A Machine Learning-based Recommendation System for Swaptions Strategies
This work addresses a specific need for derivative traders by providing a recommendation system for exotic swaption strategies, though it appears incremental as it applies existing methods to a new financial domain.
The paper tackled the problem of derivative traders needing to scan numerous trades daily by developing a machine learning-based recommendation system for Mid-Curve Calendar Spread (MCCS) swaption strategies, finding that linear regression with lasso regularization performed best among 11 predictive models and 4 benchmarks.
Derivative traders are usually required to scan through hundreds, even thousands of possible trades on a daily basis.

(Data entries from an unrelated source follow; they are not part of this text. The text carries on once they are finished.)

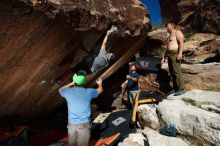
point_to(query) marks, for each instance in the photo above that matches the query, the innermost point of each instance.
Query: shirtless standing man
(175, 45)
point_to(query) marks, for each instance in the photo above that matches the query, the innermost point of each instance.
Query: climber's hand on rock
(163, 60)
(108, 32)
(99, 81)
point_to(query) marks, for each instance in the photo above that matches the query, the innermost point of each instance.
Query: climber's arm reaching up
(104, 43)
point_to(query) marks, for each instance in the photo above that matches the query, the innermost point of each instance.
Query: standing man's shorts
(79, 134)
(132, 95)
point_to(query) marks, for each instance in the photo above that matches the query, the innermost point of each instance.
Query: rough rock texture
(156, 139)
(200, 76)
(36, 50)
(202, 15)
(199, 67)
(130, 16)
(190, 119)
(147, 116)
(136, 139)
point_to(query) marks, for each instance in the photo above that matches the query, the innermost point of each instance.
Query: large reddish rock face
(201, 15)
(130, 16)
(36, 49)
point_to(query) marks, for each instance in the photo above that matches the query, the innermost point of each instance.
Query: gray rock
(148, 116)
(191, 120)
(156, 139)
(207, 100)
(136, 139)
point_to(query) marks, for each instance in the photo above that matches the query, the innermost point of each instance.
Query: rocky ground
(195, 114)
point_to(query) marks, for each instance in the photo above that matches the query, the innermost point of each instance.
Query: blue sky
(153, 7)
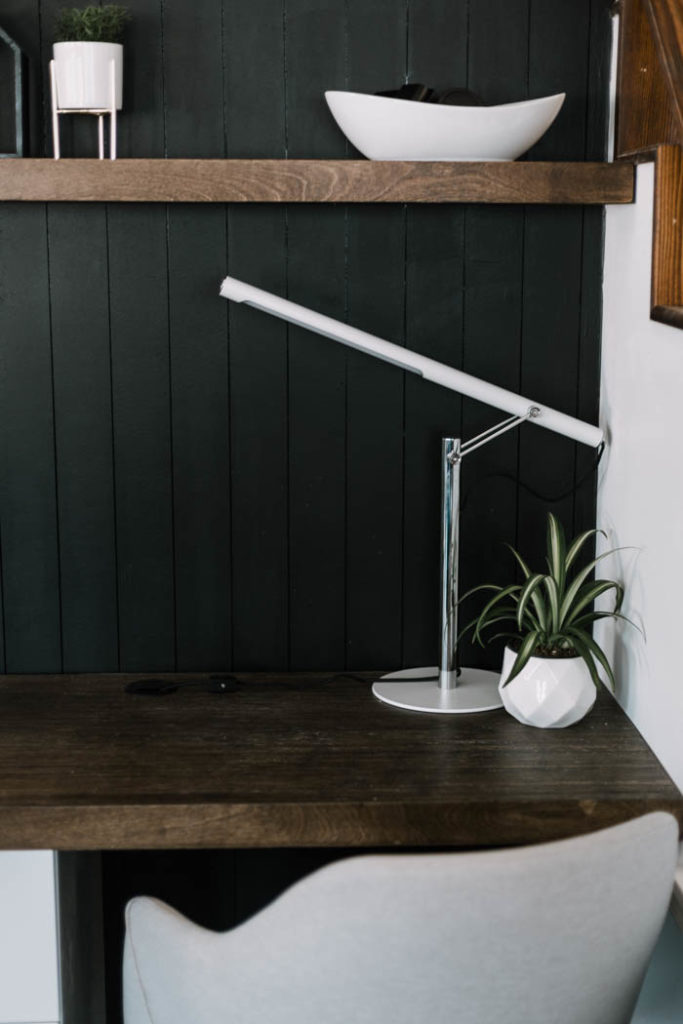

Up to now, not a single solution is available to aid in their job. Hence, this work aims to develop a trading recommendation system, and apply this system to the so-called Mid-Curve Calendar Spread (MCCS), an exotic swaption-based derivatives package. In summary, our trading recommendation system follows this pipeline: (i) on a certain trade date, we compute metrics and sensitivities related to an MCCS; (ii) these metrics are feed in a model that can predict its expected return for a given holding period; and after repeating (i) and (ii) for all trades we (iii) rank the trades using some dominance criteria. To suggest that such approach is feasible, we used a list of 35 different types of MCCS; a total of 11 predictive models; and 4 benchmark models. Our results suggest that in general linear regression with lasso regularisation compared favourably to other approaches from a predictive and interpretability perspective.